Il regarda une nouvelle fois le khakkhara et les flammes autour d'eux, avant de sourire faiblement.
- Finalement, c'est une bonne idée qu'à eu votre yokaï... enchaîna-t-il.
- Hein ?
Avec agilité, le blasé lança de nouveau des épines vers Ryohei, plus grossièrement que d'habitude. Le cyborg profita de cette attaque échouée pour le frapper une nouvelle fois. Cependant, à peine frappa-t-il qu'il remarqua alors l'erreur qu'il venait de commettre : les épines avaient servi à contraindre le cyborg à bouger que dans un espace limité. Avec les chaînes de son arme, il arriva à saisir Lambo, toujours sur son nuage et en pleurs. Il envoya le petit garçon à grande vitesse sur le cyborg qui ne pouvait esquiver et prit le yokaï de plein fouet. De douleur, Lambo ne cessa de pleurer et provoqua une nouvelle fois un éclair : Ryohei reçut les dix millions de volts dans son corps avant de tomber raide mort. Le yokaï sur lui avait perdu connaissance. De loin, Chrome trembla de tous ces membres, refusant de voir la réalité qui sautait aux yeux. L'homme blasé s'approcha des deux inconscients avant de prendre leur pouls : il soupira de nouveau, comme si ce n'était que maintenant qu'il était fatigué.
- Le plus petit est encore vivant, dans la mesure où un esprit soit vivant, déclara l'homme blasé. Quant au cyborg dégénéré, il n'est plus de ce monde.
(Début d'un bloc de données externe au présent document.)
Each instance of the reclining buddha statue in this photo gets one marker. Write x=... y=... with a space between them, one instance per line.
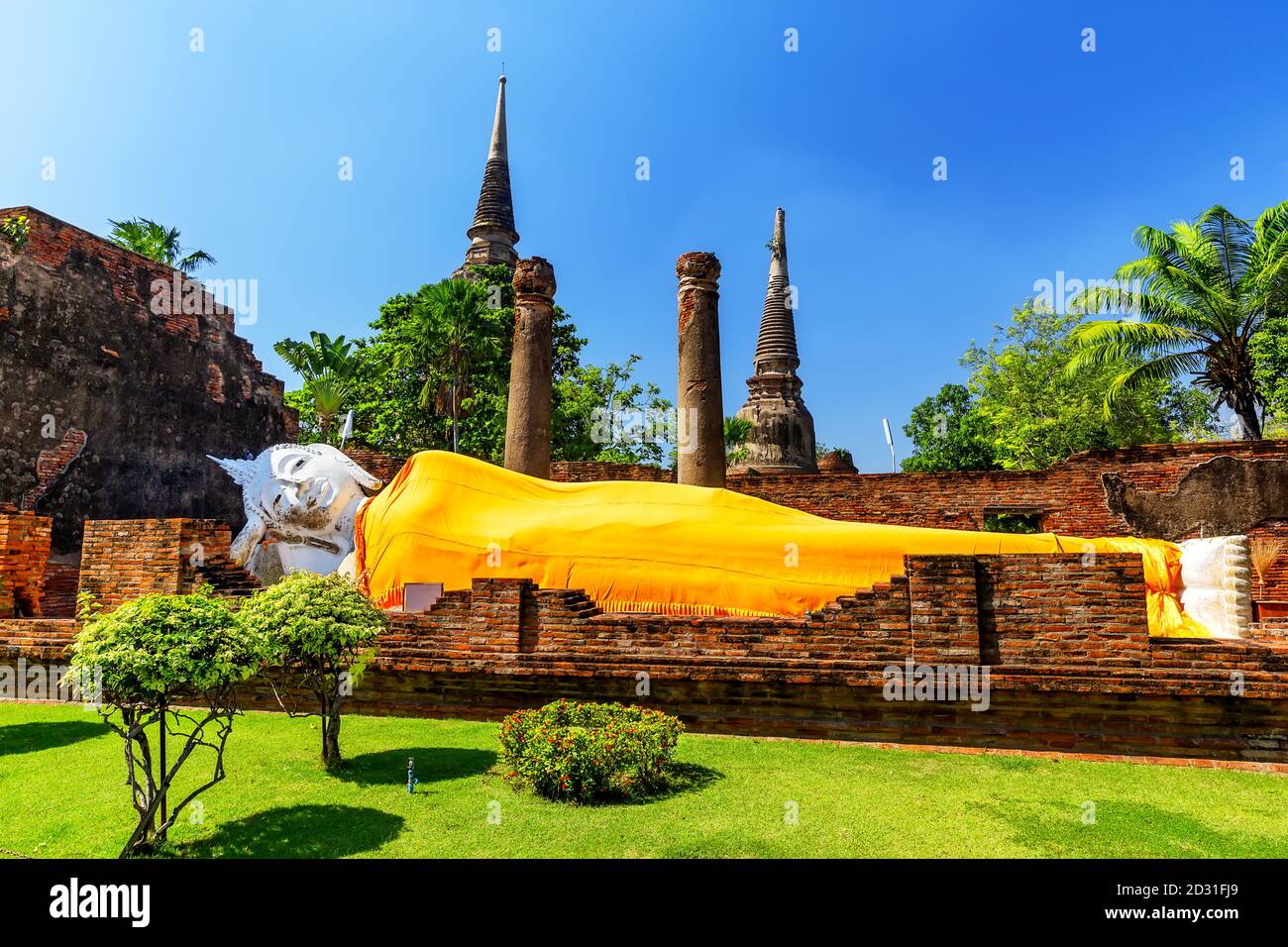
x=649 y=547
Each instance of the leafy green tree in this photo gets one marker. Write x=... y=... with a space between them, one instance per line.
x=1202 y=291
x=949 y=433
x=455 y=348
x=158 y=243
x=137 y=664
x=604 y=414
x=314 y=634
x=330 y=369
x=1269 y=350
x=1038 y=414
x=737 y=434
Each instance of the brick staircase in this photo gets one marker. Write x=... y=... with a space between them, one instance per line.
x=563 y=628
x=37 y=639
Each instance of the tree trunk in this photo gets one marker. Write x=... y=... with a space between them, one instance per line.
x=455 y=445
x=331 y=733
x=1245 y=410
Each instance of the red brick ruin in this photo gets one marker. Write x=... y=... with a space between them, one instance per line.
x=117 y=501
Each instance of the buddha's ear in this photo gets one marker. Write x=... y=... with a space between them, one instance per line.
x=250 y=536
x=369 y=483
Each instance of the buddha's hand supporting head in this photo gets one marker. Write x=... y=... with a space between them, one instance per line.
x=305 y=495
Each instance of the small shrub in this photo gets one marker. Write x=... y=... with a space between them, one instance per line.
x=316 y=634
x=584 y=751
x=167 y=663
x=16 y=230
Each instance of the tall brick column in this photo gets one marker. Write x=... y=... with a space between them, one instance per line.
x=527 y=423
x=700 y=406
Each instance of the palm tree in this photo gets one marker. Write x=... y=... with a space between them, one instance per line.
x=452 y=339
x=158 y=243
x=329 y=368
x=1198 y=295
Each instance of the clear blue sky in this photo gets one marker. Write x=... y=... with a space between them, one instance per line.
x=1054 y=158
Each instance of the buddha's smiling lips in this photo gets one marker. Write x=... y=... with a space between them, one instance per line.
x=318 y=493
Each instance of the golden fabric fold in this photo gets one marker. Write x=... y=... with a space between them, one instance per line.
x=668 y=548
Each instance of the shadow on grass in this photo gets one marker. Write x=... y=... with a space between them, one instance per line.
x=681 y=779
x=433 y=763
x=297 y=831
x=31 y=737
x=1126 y=828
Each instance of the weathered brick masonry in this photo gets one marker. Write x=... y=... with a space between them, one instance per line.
x=107 y=407
x=1072 y=667
x=24 y=551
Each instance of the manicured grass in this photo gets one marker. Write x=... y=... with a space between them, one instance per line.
x=62 y=793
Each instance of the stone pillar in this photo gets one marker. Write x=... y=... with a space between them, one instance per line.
x=699 y=402
x=527 y=421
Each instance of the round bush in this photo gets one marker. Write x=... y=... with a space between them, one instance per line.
x=583 y=751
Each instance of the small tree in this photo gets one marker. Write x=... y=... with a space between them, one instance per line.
x=312 y=631
x=737 y=434
x=136 y=664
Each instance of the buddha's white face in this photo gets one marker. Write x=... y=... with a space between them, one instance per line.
x=305 y=496
x=305 y=491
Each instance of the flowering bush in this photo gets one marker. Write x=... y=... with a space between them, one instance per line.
x=583 y=751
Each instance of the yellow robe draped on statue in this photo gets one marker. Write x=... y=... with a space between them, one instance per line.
x=668 y=548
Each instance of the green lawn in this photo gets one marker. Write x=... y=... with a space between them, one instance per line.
x=62 y=793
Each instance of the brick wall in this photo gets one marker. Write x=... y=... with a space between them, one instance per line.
x=24 y=552
x=110 y=407
x=585 y=471
x=124 y=560
x=1072 y=667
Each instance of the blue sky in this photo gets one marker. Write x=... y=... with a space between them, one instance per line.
x=1054 y=158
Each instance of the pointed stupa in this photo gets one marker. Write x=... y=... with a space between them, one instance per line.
x=492 y=236
x=776 y=348
x=782 y=433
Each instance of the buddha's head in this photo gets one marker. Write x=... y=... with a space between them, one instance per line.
x=303 y=495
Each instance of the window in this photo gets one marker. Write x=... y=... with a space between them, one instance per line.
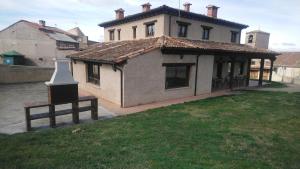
x=182 y=28
x=229 y=67
x=219 y=70
x=177 y=76
x=250 y=39
x=150 y=29
x=234 y=36
x=66 y=45
x=242 y=68
x=206 y=31
x=134 y=32
x=119 y=34
x=111 y=35
x=93 y=73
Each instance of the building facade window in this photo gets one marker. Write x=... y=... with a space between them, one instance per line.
x=119 y=34
x=67 y=45
x=134 y=32
x=229 y=67
x=177 y=76
x=150 y=29
x=111 y=35
x=242 y=68
x=182 y=28
x=250 y=39
x=234 y=36
x=219 y=70
x=93 y=73
x=206 y=32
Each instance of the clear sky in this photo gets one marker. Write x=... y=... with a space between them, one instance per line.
x=279 y=17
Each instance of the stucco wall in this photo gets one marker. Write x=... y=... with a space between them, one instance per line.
x=109 y=88
x=22 y=74
x=144 y=78
x=260 y=39
x=127 y=32
x=37 y=47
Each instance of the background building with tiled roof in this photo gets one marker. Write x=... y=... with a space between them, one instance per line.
x=287 y=67
x=41 y=43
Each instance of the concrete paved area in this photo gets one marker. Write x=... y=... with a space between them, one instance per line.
x=13 y=97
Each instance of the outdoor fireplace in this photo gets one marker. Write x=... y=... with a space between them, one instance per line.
x=62 y=88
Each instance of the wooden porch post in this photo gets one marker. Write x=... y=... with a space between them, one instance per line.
x=231 y=73
x=52 y=115
x=261 y=72
x=271 y=69
x=248 y=71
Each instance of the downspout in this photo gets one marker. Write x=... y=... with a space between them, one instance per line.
x=196 y=75
x=121 y=82
x=170 y=25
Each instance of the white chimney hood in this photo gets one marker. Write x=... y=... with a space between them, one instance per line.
x=62 y=74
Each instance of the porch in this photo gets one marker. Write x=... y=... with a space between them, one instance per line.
x=233 y=72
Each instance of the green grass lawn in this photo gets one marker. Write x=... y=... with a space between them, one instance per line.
x=276 y=85
x=248 y=130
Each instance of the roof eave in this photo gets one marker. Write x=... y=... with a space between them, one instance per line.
x=178 y=50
Dokuro tomba à genoux, n'ayant plus de force sous le coup de la nouvelle.
- Non... c'est impossible ! Tu mens ! hurla-t-elle en larmes.
- Je ne verrai pas pourquoi je mentirai, rétorqua l'adversaire. Au bout de 1 ampère, c'est déjà dangereux pour l'être humain, et il y a 200 ampères dans un éclair. Bon, tu veux bien me suivre, maintenant que tes amis ne peuvent plus rien faire pour toi ?
Les larmes continuaient toujours de couleur sur son visage. Elle courut rejoindre les autres pour s'assurer elle-même. Elle sentait les battements de cœur de Lambo, mais plus rien avec Ryohei. Ni la respiration. Elle avait beau le secouer et l'appeler de toutes ses forces, il ne se réveilla pas. Elle observa encore Ryohei et Lambo qui avaient fait tout ce qu'ils pouvaient pour lui venir en aide, alors qu'elle, elle n'avait rien fait...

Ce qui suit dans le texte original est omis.